Eostrix Temporal range: early Eocene PreꞒ Ꞓ O S D C P T J K Pg N

Scientific classification
- Kingdom: Animalia
- Phylum: Chordata
- Class: Aves
- Order: Strigiformes
- Family: †Protostrigidae
- Genus: †Eostrix Brodkorb, 1971
- Species: E. mimica (Wetmore, 1938) E. martinellii Martin & Black, 1972 E. vincenti Harrison 1980 E. tsaganica Kurochkin& Dyke 2011

= Eostrix =

Genus of protostrigid owl

Eostrix is a genus of extinct primitive owls in the family Protostrigidae, along with Oligostrix and Minerva. These owls date from the early Eocene of the United States, Europe, and Mongolia. They have been described based on fossil remains. The genus was created by Pierce Brodkorb in 1971 to place a fossil species known until that time as Protostrix mimica.

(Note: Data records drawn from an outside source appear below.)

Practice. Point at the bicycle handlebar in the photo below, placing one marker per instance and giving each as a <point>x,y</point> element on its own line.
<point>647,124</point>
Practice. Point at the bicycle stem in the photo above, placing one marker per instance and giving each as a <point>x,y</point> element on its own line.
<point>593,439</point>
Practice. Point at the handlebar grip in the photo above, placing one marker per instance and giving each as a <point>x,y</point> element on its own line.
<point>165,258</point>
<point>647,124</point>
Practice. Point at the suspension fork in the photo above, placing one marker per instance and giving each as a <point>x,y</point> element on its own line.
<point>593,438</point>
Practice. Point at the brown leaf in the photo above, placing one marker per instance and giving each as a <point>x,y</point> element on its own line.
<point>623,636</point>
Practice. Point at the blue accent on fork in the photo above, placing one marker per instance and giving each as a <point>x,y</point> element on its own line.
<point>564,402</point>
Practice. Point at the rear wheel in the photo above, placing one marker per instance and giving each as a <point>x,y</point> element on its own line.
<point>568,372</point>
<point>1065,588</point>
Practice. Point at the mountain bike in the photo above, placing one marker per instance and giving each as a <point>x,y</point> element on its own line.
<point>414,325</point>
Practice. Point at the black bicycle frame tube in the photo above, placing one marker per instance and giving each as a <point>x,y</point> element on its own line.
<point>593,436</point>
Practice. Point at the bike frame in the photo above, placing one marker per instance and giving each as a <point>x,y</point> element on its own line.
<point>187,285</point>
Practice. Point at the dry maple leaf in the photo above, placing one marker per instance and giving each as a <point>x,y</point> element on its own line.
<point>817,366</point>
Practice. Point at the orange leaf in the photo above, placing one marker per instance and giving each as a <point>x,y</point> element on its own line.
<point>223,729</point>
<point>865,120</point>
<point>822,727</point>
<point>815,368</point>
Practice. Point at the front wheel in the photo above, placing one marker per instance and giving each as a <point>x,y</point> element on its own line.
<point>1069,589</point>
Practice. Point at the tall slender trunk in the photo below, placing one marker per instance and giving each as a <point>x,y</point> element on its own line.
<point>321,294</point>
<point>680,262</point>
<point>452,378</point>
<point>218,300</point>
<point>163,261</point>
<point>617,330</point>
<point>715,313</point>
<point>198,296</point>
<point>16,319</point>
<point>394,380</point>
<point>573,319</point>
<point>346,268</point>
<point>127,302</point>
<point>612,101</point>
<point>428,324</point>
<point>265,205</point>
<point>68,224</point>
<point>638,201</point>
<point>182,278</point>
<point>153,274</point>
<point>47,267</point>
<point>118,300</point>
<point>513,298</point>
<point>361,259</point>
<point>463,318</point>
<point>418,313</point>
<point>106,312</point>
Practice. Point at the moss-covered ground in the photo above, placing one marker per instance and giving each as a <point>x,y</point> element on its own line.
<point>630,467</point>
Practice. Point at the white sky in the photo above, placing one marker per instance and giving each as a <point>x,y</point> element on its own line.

The following species are recognised:
- E. mimica described in 1938 by Alexander Wetmore using hindlimb elements in Eocene strata in Wyoming.
- E. martinellii was described in 1972 from a left tarsometatarsus (lower leg bone) recovered from an escarpment above the southeastern bank of Cottonwood Creek in Fremont County, Wyoming by Jorge Martinelli on a field trip in 1970 under the auspices of the University of Kansas. The strata was a Lysite member of the Wind River Formation. Martinelli was studying paleontology at the University of Barcelona. Paleontologists Larry D. Martin and Craig Call Black from the University of Kansas Natural History Museum named it in his honour. The smaller of the two species, it was similar in size to the living long-eared owl (Asio otus). Differences in the trochleas (grooves) of the lower end of the tarsometatarsus set it apart from living owls, namely a groove in the trochlea for digit 2, a deeper posterior groove in a relatively narrow trochlea for digit 3, and an unusually rounded trochlea for digit 4.
- E. vincenti described in 1980 by Colin Harrison from the early Eocene London Clay in England, known from pedal phalanx and proximal tarsometatarsus bones. Some scholars think E. vincenti resembles Necrobyas more than Eostrix.
- E. tsaganica described in 2011 by Evgeny Kurochkin and Gareth J. Dyke, found in Mongolia.

In 2016, Gerald Mayr described E. gulottai from the early Eocene Nanjemoy Formation in Virginia. However, in 2022, Mayr, alongside Andrew C. Kitchener, moved 'E.' gulottai to the genus Ypresiglaux as the new combination Y. gulottai.